The Chinese government today opened the National Security Safeguard Office in Hong Kong, eight days after the new legislation imposed on the region by Beijing came into force, the official Xinhua news agency reported.
The new body, which is under the tutelage of the Chinese Government and not subject to Hong Kong’s judicial bodies, will “supervise, guide, coordinate and support” the Hong Kong Executive on national security issues, while “making proposals on strategies and policies to follow ”, he indicated.
Xinhua added that “the Cabinet will also gather and analyze information on national security and deal with crimes that pose a risk to national security”.
Hong Kong Chief Executive Carrie Lam called the opening of the National Security Defense Office an “historic moment”, which will allow Chinese intelligence agents to operate openly in the territory.
“Today’s inauguration ceremony is a historic moment, as we are witnessing a new stage in the implementation of a legal system and a mechanism that will maintain national security in Hong Kong,” he said.

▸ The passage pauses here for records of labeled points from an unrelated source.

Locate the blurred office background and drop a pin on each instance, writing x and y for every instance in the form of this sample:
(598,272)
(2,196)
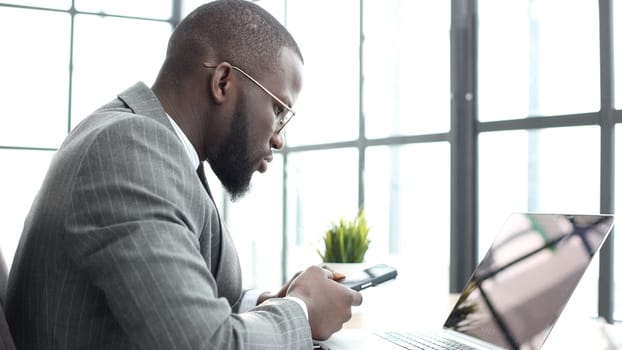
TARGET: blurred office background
(438,117)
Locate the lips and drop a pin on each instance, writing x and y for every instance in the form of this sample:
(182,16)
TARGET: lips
(263,164)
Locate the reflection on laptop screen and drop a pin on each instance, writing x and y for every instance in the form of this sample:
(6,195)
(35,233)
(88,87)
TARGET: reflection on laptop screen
(521,286)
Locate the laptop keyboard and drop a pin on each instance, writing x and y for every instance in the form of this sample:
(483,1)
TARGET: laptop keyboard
(424,341)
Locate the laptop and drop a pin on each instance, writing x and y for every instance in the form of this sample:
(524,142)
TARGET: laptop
(516,293)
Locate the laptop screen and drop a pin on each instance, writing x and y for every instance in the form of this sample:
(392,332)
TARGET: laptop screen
(520,288)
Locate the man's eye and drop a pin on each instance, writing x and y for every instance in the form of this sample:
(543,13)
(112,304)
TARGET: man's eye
(278,110)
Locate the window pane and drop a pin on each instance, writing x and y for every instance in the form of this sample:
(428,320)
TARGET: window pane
(160,9)
(34,71)
(111,54)
(328,106)
(532,61)
(20,180)
(406,67)
(617,49)
(407,193)
(52,4)
(255,223)
(617,312)
(321,187)
(540,171)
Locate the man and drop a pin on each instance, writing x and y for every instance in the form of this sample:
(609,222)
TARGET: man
(123,246)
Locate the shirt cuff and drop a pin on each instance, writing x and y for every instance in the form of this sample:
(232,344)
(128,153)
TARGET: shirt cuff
(301,303)
(249,300)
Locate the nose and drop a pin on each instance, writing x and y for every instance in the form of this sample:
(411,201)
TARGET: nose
(277,141)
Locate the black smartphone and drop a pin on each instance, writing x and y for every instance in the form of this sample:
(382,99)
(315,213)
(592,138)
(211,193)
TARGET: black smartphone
(370,277)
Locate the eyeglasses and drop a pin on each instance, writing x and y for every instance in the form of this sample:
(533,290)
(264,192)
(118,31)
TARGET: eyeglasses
(282,111)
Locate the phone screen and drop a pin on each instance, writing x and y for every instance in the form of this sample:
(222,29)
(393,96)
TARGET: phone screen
(370,277)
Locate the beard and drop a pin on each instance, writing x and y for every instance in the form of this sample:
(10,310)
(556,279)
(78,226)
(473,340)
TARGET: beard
(232,165)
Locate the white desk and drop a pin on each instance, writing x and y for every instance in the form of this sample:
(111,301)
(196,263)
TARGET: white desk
(388,307)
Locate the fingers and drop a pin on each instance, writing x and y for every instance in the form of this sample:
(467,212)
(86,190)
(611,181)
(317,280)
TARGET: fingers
(357,298)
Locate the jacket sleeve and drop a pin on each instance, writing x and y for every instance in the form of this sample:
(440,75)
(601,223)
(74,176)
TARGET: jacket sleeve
(134,230)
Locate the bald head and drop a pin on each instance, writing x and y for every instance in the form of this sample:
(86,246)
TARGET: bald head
(235,31)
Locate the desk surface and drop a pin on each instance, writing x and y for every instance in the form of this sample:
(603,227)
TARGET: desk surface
(393,307)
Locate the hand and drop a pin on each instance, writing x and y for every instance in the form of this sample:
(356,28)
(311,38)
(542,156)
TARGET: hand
(329,303)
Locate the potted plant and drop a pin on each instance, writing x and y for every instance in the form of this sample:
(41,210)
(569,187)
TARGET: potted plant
(346,242)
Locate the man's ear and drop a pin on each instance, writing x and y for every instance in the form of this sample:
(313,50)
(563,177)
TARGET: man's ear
(220,83)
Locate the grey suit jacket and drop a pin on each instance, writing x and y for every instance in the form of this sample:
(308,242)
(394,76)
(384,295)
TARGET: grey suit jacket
(123,248)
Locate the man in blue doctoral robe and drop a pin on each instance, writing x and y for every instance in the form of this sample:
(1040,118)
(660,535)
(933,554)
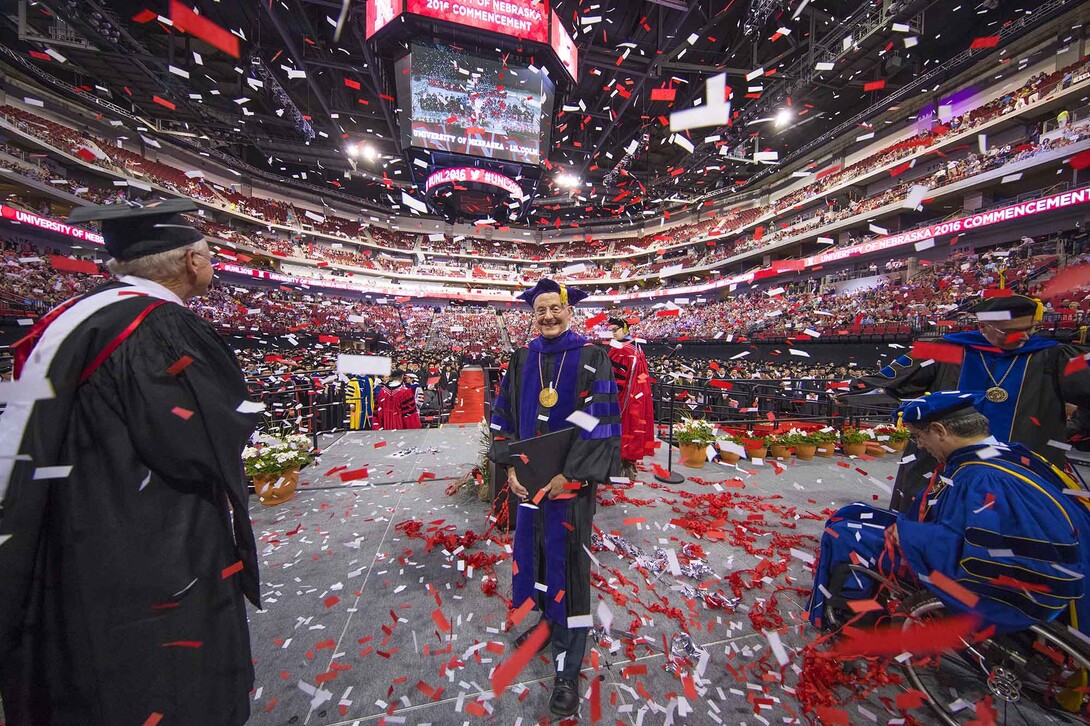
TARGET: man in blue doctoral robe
(1022,380)
(994,519)
(559,373)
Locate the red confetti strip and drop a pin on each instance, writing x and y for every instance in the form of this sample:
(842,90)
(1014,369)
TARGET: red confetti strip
(186,21)
(231,569)
(509,669)
(440,620)
(954,589)
(179,365)
(522,610)
(353,475)
(894,640)
(937,352)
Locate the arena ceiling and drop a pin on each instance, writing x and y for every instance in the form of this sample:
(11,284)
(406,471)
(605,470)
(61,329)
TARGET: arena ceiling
(297,97)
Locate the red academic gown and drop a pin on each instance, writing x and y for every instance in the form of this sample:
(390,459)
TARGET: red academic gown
(396,408)
(637,411)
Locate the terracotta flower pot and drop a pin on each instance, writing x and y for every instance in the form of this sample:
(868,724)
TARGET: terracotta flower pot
(693,455)
(276,488)
(758,452)
(806,451)
(855,449)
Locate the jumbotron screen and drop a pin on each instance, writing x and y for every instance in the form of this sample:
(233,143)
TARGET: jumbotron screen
(462,104)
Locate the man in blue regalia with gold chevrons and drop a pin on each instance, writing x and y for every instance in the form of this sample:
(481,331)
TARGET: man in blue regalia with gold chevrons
(1024,380)
(557,374)
(996,519)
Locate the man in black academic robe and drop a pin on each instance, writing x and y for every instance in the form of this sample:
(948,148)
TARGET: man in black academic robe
(125,547)
(1025,382)
(558,374)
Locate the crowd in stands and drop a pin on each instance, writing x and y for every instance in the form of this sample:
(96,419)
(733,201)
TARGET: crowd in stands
(103,153)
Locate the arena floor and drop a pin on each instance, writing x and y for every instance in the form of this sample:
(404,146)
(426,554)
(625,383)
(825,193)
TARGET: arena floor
(351,628)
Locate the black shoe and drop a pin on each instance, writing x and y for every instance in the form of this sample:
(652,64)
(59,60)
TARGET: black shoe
(565,701)
(521,639)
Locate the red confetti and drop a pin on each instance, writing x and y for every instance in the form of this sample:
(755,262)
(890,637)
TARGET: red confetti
(186,21)
(440,620)
(937,352)
(954,589)
(509,669)
(353,475)
(179,365)
(231,569)
(184,414)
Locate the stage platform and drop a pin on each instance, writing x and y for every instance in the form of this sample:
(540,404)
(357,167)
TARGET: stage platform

The installation of this body in the Chinese semi-autonomous region comes under the Hong Kong security law, promulgated by the National People’s Assembly of China, and without passing through the local Legislative Council, with judicial autonomy in relation to Beijing.
The law, which came into force on June 30, establishes life sentences for cases of “secession, subversion against state power, terrorist activities and collusion with foreign forces to endanger national security”.
This week, and under the new law, Hong Kong police have been empowered to enforce the new legislation, contested by lawyers, activists and journalists, among others.
The document came after repeated warnings by the Chinese Communist power against dissent in Hong Kong, shaken in 2019 by seven months of demonstrations in defense of democratic reforms and often marked by clashes with the police, which led to the arrest of more than nine thousand people. .
Hong Kong returned to China in 1997 under an agreement that guaranteed the territory 50 years of autonomy and freedoms unknown to the rest of the country, under the principle of “One country, two systems”.
As with Macau since 1999, Hong Kong has agreed a 50-year period with a high degree of autonomy, at the executive, legislative and judicial level, with the central Chinese government being responsible for foreign relations and defense.